With Halloween knocking at the door, police in Jackson, MS, issued a warning to parents about “the new shapes of ecstasy,” and law enforcement agencies around the country joined in. Parents are urged to check their kids’ candy for suspect items, as ecstasy can “kill kids through overdoses.”
Local news outlets, from Jackson’s own WAPT News to KIRO 7 News all the way up in Seattle, and national outlets like AOL, have all attributed the ecstasy warning to a Jackson Police Department Facebook post made on Monday, October 19.
In the Facebook post, the Jackson Police Department provided an image said to be “the new shapes of ecstasy” and warned parents that their children might encounter similarly colorful drugs when trick or treating.
“If your kids get these for Halloween candy, they ARE NOT CANDY!!!”
“They are the new shapes of ‘Ecstasy’ and can kill kids through overdoses!!!”

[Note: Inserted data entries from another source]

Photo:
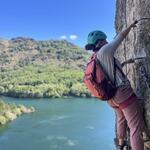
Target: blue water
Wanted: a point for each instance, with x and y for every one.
(60, 124)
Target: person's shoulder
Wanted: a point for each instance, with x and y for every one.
(104, 50)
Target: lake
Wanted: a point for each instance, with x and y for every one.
(60, 124)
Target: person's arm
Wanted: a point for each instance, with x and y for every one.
(131, 60)
(111, 47)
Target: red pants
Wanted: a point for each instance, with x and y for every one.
(129, 113)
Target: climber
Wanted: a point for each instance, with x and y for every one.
(124, 102)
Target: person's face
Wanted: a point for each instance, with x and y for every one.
(101, 43)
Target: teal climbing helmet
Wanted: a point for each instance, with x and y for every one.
(93, 37)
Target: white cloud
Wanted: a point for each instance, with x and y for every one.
(63, 37)
(73, 37)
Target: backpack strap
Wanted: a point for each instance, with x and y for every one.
(116, 66)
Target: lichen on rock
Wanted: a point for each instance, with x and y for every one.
(127, 11)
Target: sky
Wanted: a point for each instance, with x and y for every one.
(70, 20)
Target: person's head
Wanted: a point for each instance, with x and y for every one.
(96, 39)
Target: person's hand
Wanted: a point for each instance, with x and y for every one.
(134, 24)
(131, 60)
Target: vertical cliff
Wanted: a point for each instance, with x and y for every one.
(138, 40)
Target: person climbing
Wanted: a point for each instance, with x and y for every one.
(125, 101)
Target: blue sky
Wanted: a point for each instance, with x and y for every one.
(56, 19)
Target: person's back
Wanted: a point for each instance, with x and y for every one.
(124, 102)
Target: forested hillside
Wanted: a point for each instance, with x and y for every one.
(31, 68)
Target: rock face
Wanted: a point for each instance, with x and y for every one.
(127, 11)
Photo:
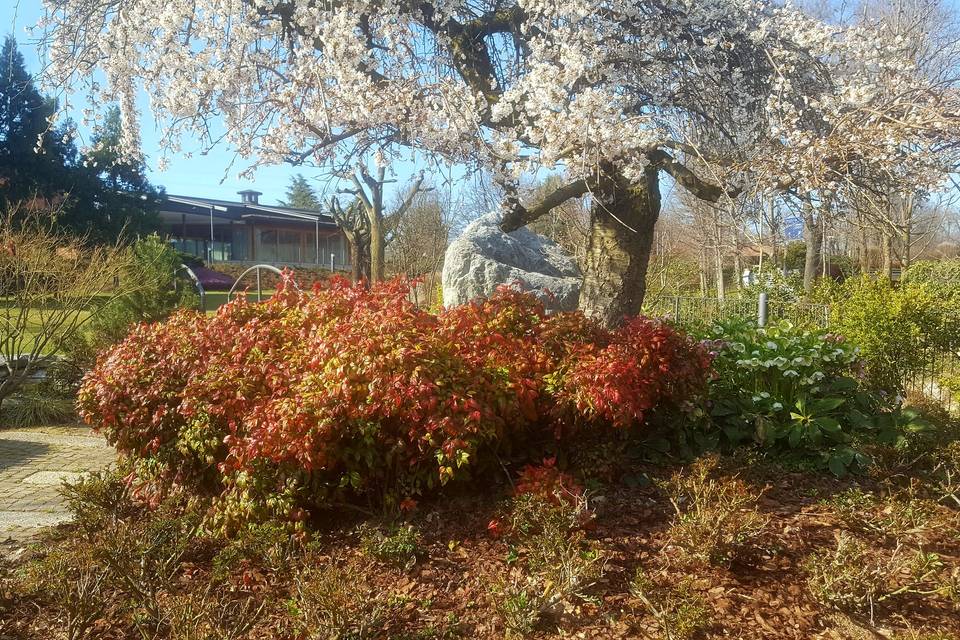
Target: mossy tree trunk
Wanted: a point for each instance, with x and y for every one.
(622, 219)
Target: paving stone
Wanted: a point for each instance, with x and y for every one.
(33, 464)
(52, 478)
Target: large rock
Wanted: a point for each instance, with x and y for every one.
(484, 257)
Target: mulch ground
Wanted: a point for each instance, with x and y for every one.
(450, 591)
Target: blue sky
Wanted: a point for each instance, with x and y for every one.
(202, 176)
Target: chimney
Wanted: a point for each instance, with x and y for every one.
(249, 196)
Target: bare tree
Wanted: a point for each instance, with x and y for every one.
(51, 285)
(369, 192)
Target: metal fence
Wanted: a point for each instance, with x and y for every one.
(931, 366)
(693, 311)
(929, 363)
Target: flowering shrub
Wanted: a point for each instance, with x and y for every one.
(340, 392)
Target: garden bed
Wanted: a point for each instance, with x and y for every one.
(452, 569)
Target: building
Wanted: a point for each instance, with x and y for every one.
(250, 232)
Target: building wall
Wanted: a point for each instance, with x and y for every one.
(267, 243)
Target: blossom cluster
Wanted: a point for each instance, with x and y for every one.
(520, 83)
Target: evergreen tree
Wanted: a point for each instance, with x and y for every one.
(25, 171)
(300, 195)
(123, 196)
(97, 195)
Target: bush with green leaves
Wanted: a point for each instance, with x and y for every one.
(796, 391)
(896, 329)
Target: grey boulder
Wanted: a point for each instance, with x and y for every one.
(484, 257)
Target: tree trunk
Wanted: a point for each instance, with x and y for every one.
(356, 268)
(863, 250)
(377, 252)
(886, 254)
(618, 252)
(813, 236)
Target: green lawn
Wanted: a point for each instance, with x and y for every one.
(216, 299)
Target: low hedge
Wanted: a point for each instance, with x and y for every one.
(343, 393)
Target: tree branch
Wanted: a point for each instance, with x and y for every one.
(688, 179)
(516, 215)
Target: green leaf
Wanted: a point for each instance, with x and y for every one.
(825, 405)
(794, 437)
(829, 425)
(837, 466)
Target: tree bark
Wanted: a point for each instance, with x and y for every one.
(622, 218)
(886, 254)
(813, 236)
(377, 251)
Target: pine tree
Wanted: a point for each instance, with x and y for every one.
(300, 195)
(98, 195)
(25, 174)
(123, 194)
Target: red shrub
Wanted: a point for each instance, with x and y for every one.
(647, 364)
(548, 482)
(277, 406)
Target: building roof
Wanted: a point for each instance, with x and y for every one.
(242, 211)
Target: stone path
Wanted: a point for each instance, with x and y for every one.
(33, 463)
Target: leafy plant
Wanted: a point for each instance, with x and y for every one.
(797, 392)
(398, 544)
(716, 517)
(893, 327)
(680, 611)
(276, 409)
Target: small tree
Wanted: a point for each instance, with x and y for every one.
(300, 195)
(369, 191)
(51, 285)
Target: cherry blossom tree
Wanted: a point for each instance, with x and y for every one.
(605, 92)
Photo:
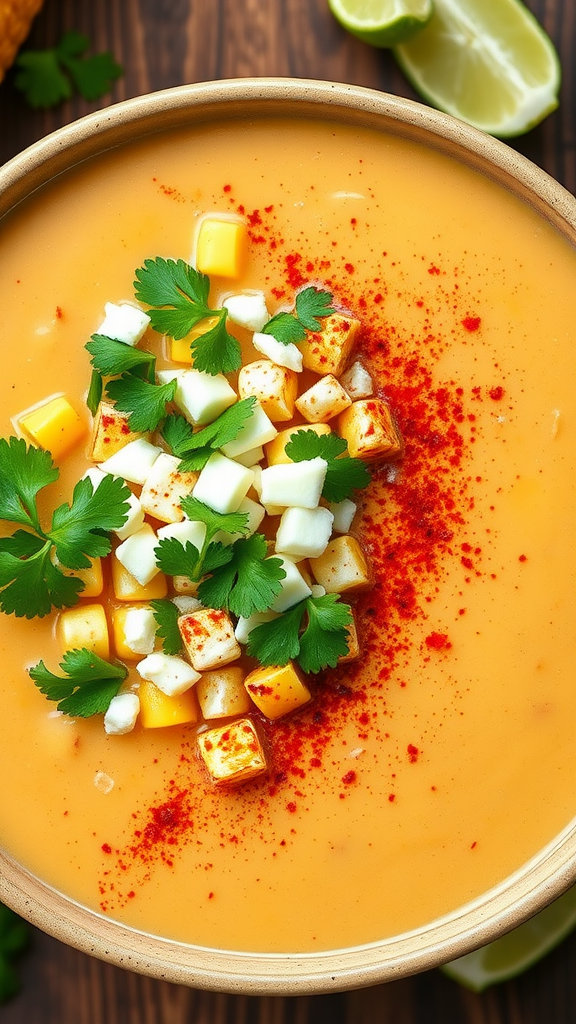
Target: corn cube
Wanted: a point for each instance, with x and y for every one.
(369, 428)
(126, 588)
(159, 711)
(275, 387)
(277, 689)
(208, 638)
(111, 432)
(221, 694)
(323, 400)
(276, 450)
(54, 426)
(342, 566)
(233, 753)
(221, 247)
(84, 626)
(328, 350)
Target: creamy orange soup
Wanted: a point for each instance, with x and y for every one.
(443, 760)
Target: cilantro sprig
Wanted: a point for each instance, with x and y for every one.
(313, 632)
(196, 448)
(311, 306)
(344, 474)
(86, 688)
(177, 296)
(31, 579)
(48, 77)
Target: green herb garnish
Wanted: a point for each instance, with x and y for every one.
(291, 328)
(30, 582)
(319, 645)
(344, 474)
(196, 448)
(48, 77)
(86, 688)
(177, 295)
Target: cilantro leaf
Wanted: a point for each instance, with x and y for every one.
(48, 77)
(14, 935)
(323, 640)
(145, 401)
(248, 583)
(177, 295)
(343, 476)
(166, 614)
(24, 471)
(86, 688)
(311, 304)
(113, 357)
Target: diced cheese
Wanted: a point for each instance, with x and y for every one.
(133, 462)
(247, 309)
(294, 587)
(304, 532)
(122, 714)
(136, 554)
(257, 430)
(124, 323)
(172, 675)
(202, 397)
(283, 355)
(222, 483)
(297, 483)
(164, 486)
(323, 400)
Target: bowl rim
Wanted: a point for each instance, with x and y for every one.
(534, 884)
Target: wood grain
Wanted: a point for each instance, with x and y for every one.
(162, 43)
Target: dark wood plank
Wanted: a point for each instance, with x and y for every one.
(162, 43)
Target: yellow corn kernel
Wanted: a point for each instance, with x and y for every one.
(159, 711)
(179, 347)
(277, 689)
(128, 589)
(221, 247)
(276, 450)
(84, 626)
(221, 694)
(233, 753)
(54, 426)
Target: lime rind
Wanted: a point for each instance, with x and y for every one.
(518, 950)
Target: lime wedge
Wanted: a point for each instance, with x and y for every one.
(512, 953)
(486, 61)
(381, 23)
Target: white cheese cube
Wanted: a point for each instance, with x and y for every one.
(133, 462)
(122, 714)
(297, 483)
(184, 531)
(294, 587)
(255, 515)
(304, 532)
(123, 323)
(258, 429)
(323, 400)
(245, 626)
(248, 309)
(202, 397)
(172, 675)
(222, 483)
(283, 355)
(343, 513)
(137, 556)
(358, 382)
(164, 486)
(139, 630)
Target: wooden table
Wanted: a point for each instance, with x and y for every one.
(162, 43)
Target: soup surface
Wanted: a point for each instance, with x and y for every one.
(442, 760)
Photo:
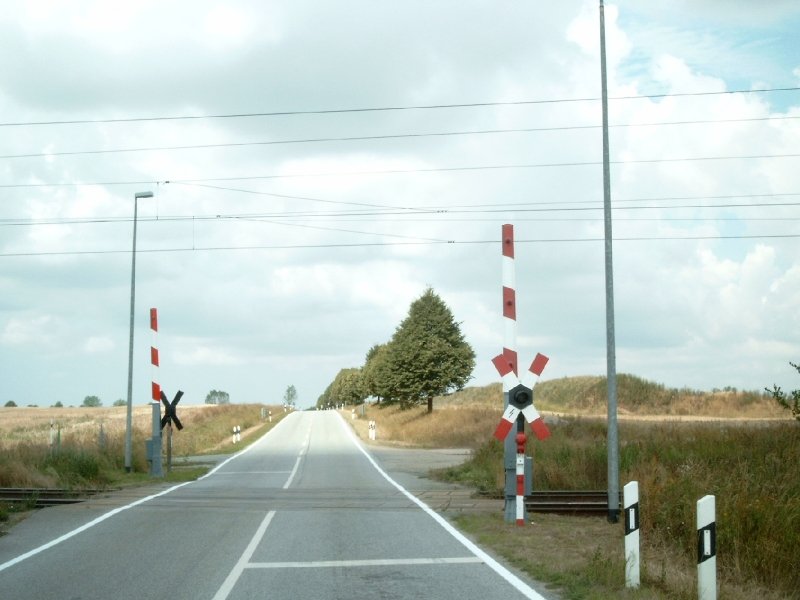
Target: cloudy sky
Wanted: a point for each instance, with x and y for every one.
(316, 165)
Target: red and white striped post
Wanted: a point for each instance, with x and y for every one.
(509, 302)
(155, 386)
(518, 396)
(155, 464)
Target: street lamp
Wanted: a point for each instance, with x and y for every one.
(129, 415)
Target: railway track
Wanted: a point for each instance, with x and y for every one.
(568, 501)
(552, 501)
(42, 497)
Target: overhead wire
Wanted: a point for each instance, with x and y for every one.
(393, 108)
(403, 243)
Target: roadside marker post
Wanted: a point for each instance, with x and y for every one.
(517, 395)
(632, 557)
(706, 548)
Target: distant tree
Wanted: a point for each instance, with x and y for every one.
(347, 387)
(290, 397)
(218, 397)
(92, 402)
(427, 355)
(791, 402)
(375, 375)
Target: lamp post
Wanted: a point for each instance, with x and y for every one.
(611, 344)
(129, 414)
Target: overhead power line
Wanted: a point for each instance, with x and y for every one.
(388, 108)
(403, 243)
(400, 171)
(397, 136)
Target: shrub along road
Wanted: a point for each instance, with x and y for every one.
(303, 512)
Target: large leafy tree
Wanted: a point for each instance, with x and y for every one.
(376, 374)
(428, 355)
(346, 388)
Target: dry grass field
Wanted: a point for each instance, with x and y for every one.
(678, 444)
(84, 447)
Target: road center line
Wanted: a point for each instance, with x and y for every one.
(515, 581)
(238, 568)
(300, 456)
(244, 560)
(388, 562)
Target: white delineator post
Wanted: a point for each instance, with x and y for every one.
(632, 557)
(155, 386)
(706, 548)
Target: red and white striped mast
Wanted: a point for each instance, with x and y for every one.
(518, 395)
(155, 386)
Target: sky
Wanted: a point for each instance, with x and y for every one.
(315, 166)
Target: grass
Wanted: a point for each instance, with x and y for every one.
(748, 464)
(88, 449)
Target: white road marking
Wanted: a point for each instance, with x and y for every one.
(238, 568)
(254, 473)
(244, 559)
(515, 581)
(387, 562)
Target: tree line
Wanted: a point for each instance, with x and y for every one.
(426, 357)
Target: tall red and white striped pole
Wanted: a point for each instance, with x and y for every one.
(519, 407)
(155, 386)
(509, 302)
(510, 356)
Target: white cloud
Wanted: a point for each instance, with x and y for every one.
(98, 345)
(706, 312)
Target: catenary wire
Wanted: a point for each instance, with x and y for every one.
(395, 108)
(381, 137)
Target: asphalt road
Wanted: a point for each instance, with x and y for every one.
(305, 512)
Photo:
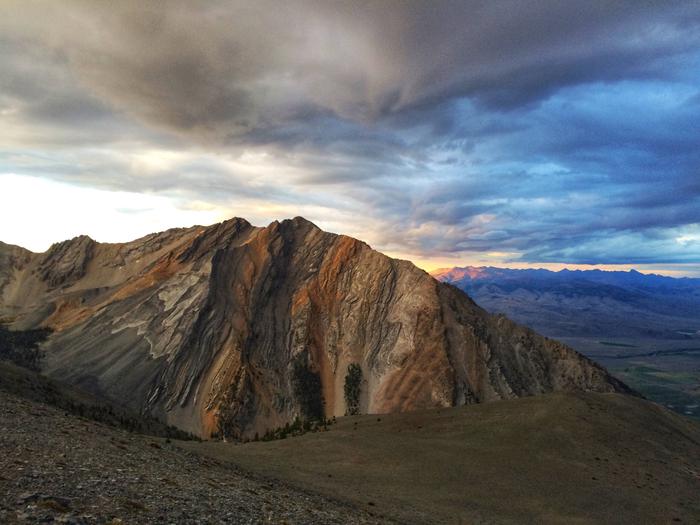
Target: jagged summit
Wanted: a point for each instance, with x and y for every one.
(233, 328)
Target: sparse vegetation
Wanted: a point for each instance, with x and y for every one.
(353, 384)
(297, 428)
(31, 385)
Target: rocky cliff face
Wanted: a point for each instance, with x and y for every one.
(242, 328)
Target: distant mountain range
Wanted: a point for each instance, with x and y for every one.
(585, 303)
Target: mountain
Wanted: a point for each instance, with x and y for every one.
(236, 329)
(582, 303)
(644, 328)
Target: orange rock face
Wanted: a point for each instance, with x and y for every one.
(205, 327)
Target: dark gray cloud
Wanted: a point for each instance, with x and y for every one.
(554, 131)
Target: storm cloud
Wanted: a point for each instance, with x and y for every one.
(546, 131)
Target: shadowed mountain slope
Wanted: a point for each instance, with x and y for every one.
(234, 328)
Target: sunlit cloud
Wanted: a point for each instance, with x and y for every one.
(451, 134)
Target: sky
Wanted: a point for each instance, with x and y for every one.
(519, 134)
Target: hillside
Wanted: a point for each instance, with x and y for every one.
(234, 329)
(555, 459)
(58, 468)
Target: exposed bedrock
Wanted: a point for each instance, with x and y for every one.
(211, 327)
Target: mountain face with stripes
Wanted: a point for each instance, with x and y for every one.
(234, 329)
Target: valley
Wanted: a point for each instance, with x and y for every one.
(644, 329)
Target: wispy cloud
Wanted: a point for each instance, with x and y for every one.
(543, 131)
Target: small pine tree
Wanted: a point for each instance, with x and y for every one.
(353, 383)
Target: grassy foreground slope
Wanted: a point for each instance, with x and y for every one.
(557, 458)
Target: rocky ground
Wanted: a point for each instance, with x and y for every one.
(58, 468)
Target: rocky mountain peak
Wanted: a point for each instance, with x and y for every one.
(236, 329)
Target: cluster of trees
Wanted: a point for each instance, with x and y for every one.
(296, 428)
(308, 391)
(353, 385)
(22, 346)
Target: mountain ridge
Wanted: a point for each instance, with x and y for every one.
(210, 328)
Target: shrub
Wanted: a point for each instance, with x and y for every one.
(353, 384)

WAPT News contacted the Jackson Police Department for further comment, and Officer Colendula Green reported that the post was meant as a “national warning” and that there was no known threat of ecstasy getting into kids hands in Jackson.
Police departments and local news outlets around the country shared the warning. According to Kiro 7 News in Seattle, over 500,000 people were reached when the station shared the JPD warning via its own Facebook page.
When Kiro 7 News contacted local law enforcement in the Seattle area for comment, a spokesman for the Seattle Police Department said that there hadn’t been any reports of kids being hurt by Halloween candy in at least the last decade.
“We haven’t had any reports,” Sergeant Sean Whitcomb told Kiro 7 News. “Last year there was talk about edible marijuana – that people would be giving it out. But we haven’t been reports of that either.”
As it turns out, the Jackson Police Department probably wasn’t the original source of this warning, as so many news outlets have reported. According to Snopes, a similar warning about candy-shaped ecstasy circulated on Facebook last month.
According to Snopes, two different individuals posted the same picture to Facebook last month, warning people about candy-shaped ecstasy. The Jackson Police Department post includes the same picture and borrows the text of the second warning verbatim.
Snopes also points out that ecstasy isn’t cheap, and that the amount of drugs in the image shared by the Jackson Police Department likely represents several hundreds of dollars worth of the illegal substance. So while it is true that ecstasy is available in colors and shapes that look vaguely like candy, it doesn’t seem tremendously likely that anyone would hand out such expensive drugs like literal candy.
Regardless of whether or not ecstasy is actually going to show up in your kid’s Halloween haul, checking for evidence of tampering isn’t necessarily a bad idea. Uncovering a hidden razor blade might be just as unlikely as finding ecstasy in your child’s Halloween candy, but it doesn’t hurt to be extra safe when dealing with treats obtained from strangers under the threat of tricks.